The Journey to Optimizing Billion-scale Image Search (1/2)

Scenarios

August 04, 2020by Rife Wang

Yupoo Picture Manager serves tens of millions of users and manages tens of billions of pictures. As its user gallery is growing larger, Yupoo has an urgent business need for a solution that can quickly locate the image. In other words, when a user inputs an image, the system should find its original image and similar images in the gallery. The development of the search by image service provides an effective approach to this problem.

The search by image service has undergone two evolutions:

Began the first technical investigation in early 2019 and launched the first-generation system in March and April 2019;
Began the investigation of the upgrade plan in early 2020 and started the overall upgrade to the second-generation system in April 2020.

This article describes the technology selection and basic principles behind the two generations of search by image system based on my own experience on this project.

Overview

What is an image?

We must know what is an image before dealing with images.

The answer is that an image is a collection of pixels.

For example, the part in the red box on this image is virtually a series of pixels.

1-what-is-an-image.png

Suppose the part in the red box is an image, then each independent small square in the image is a pixel, the basic information unit. Then, the size of the image is 11 x 11 px.

2-what-is-an-image.png

Mathematical representation of images

Each image can be represented by a matrix. Each pixel in the image corresponds to an element in the matrix.

Binary images

The pixels of a binary image is either black or white, so each pixel can be represented by 0 or 1. For example, the matrix representation of a 4 * 4 binary image is:

RGB images

The three primary colors (red, green, and blue) can be mixed to produce any color. For RGB images, each pixel has the basic information of three RGB channels. Similarly, if each channel uses an 8-bit number (in 256 levels) to represent its gray scale, then the mathematical representation of a pixel is:

([0 .. 255], [0 .. 255], [0 .. 255])

Taking a 4 * 4 RGB image as an example:

3-4-x-4-rgb-image.png

The essence of image processing is to process these pixel matrices.

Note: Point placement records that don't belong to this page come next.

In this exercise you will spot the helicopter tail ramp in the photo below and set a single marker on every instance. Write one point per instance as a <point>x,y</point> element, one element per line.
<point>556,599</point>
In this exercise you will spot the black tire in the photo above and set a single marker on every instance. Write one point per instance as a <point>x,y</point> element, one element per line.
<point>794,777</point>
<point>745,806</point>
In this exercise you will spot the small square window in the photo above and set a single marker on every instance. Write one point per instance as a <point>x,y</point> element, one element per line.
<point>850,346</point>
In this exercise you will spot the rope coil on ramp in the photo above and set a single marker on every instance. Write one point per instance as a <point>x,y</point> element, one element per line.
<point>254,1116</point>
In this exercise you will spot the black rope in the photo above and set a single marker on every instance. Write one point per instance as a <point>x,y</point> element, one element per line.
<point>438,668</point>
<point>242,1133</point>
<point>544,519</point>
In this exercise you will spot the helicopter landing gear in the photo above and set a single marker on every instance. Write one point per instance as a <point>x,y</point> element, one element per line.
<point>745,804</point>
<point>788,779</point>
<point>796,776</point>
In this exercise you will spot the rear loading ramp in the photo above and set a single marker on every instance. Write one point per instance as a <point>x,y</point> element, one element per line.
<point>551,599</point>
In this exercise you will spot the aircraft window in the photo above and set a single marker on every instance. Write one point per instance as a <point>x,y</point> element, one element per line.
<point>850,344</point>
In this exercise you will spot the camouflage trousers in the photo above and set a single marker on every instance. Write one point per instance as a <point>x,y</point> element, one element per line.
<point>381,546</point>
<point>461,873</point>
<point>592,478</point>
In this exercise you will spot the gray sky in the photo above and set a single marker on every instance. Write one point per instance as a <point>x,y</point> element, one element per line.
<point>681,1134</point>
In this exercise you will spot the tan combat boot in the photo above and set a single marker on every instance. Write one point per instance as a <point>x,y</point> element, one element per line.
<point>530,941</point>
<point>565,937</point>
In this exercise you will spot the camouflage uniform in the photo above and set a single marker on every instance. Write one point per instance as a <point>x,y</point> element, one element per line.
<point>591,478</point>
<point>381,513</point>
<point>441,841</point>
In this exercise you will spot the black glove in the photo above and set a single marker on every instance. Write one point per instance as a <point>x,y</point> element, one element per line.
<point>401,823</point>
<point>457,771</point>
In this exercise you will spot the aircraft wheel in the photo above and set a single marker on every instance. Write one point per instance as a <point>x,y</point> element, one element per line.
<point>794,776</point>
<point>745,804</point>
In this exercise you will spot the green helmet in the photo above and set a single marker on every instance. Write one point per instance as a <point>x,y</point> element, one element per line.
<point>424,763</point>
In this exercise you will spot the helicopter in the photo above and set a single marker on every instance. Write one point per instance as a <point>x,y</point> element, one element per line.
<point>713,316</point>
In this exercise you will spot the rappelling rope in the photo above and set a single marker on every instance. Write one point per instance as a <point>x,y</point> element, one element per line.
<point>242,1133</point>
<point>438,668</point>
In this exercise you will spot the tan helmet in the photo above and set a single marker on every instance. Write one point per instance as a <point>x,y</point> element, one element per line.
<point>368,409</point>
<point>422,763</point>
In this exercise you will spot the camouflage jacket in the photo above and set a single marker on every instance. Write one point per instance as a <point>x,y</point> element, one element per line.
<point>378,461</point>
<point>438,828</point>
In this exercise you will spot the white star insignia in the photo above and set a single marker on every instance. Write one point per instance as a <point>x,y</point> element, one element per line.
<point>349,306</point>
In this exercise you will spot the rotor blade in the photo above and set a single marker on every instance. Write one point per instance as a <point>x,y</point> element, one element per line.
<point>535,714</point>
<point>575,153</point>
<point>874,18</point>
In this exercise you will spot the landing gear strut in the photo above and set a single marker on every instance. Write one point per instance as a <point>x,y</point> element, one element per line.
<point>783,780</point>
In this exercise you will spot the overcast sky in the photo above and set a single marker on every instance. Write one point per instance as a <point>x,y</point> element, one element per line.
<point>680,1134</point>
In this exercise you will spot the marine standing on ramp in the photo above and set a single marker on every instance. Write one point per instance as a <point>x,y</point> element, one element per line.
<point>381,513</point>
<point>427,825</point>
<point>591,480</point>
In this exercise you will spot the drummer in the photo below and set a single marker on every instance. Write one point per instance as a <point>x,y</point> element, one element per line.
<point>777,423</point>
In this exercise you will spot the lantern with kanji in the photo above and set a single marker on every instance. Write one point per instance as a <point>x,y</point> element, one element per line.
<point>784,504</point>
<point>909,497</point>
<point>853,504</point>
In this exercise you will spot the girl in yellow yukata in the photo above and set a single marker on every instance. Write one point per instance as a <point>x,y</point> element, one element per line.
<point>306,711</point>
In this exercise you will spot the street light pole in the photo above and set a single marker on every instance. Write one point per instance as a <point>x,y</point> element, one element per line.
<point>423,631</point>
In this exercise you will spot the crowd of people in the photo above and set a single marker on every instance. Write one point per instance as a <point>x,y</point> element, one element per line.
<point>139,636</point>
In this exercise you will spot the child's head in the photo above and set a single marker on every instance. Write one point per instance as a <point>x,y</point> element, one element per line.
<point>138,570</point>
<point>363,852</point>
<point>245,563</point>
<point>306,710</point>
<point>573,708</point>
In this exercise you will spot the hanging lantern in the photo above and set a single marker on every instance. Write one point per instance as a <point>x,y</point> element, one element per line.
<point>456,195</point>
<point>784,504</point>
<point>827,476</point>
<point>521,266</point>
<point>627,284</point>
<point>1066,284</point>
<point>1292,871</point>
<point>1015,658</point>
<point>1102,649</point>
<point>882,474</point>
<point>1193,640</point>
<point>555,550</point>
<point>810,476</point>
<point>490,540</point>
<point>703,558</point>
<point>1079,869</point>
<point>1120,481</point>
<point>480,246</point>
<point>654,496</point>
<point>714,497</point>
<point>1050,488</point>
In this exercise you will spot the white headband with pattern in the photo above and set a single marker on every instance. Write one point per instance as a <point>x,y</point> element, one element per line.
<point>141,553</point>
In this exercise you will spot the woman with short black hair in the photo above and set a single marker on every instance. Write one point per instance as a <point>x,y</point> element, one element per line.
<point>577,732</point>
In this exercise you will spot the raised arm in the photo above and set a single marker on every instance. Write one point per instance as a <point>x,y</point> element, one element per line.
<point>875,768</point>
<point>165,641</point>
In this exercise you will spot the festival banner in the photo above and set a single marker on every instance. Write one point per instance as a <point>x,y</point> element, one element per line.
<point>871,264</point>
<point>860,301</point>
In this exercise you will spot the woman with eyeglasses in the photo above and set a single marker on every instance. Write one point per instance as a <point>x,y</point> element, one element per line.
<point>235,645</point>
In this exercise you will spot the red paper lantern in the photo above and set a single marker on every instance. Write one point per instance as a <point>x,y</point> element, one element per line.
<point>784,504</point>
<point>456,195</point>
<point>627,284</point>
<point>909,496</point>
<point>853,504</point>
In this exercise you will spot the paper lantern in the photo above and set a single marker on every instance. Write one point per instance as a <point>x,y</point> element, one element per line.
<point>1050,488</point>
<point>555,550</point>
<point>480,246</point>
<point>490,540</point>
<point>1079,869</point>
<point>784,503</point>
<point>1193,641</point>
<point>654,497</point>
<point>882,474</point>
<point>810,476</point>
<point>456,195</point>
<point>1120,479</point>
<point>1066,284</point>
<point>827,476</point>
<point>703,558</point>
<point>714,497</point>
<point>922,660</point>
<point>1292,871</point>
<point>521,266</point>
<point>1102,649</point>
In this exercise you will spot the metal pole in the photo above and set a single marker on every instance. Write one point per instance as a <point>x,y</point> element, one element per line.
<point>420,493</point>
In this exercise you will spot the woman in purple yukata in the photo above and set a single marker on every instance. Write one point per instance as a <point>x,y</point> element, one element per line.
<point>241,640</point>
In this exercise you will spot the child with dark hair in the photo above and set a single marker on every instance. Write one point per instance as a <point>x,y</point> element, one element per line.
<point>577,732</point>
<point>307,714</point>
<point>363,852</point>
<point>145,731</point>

The technical problem of search by image

If you are looking for the original image, that is, an image with exactly the same pixels, then you can directly compare their MD5 values. However, images uploaded to the Internet are often compressed or watermarked. Even a small change in an image can create a different MD5 result. As long as there is inconsistency in pixels, it is impossible to find the original image.

For a search-by-image system, we want to search for images with similar content. Then, we need to solve two basic problems:

Represent or abstract an image as a data format that can be processed by a computer.
The data must be comparable for calculation.

More specifically, we need the following features:

Image feature extraction.
Feature calculation (similarity calculation).

The first-generation search-by-image system

Feature extraction — image abstraction

The first-generation search-by-image system uses Perceptual hash or pHash algorithm for feature extraction. What are the basics of this algorithm?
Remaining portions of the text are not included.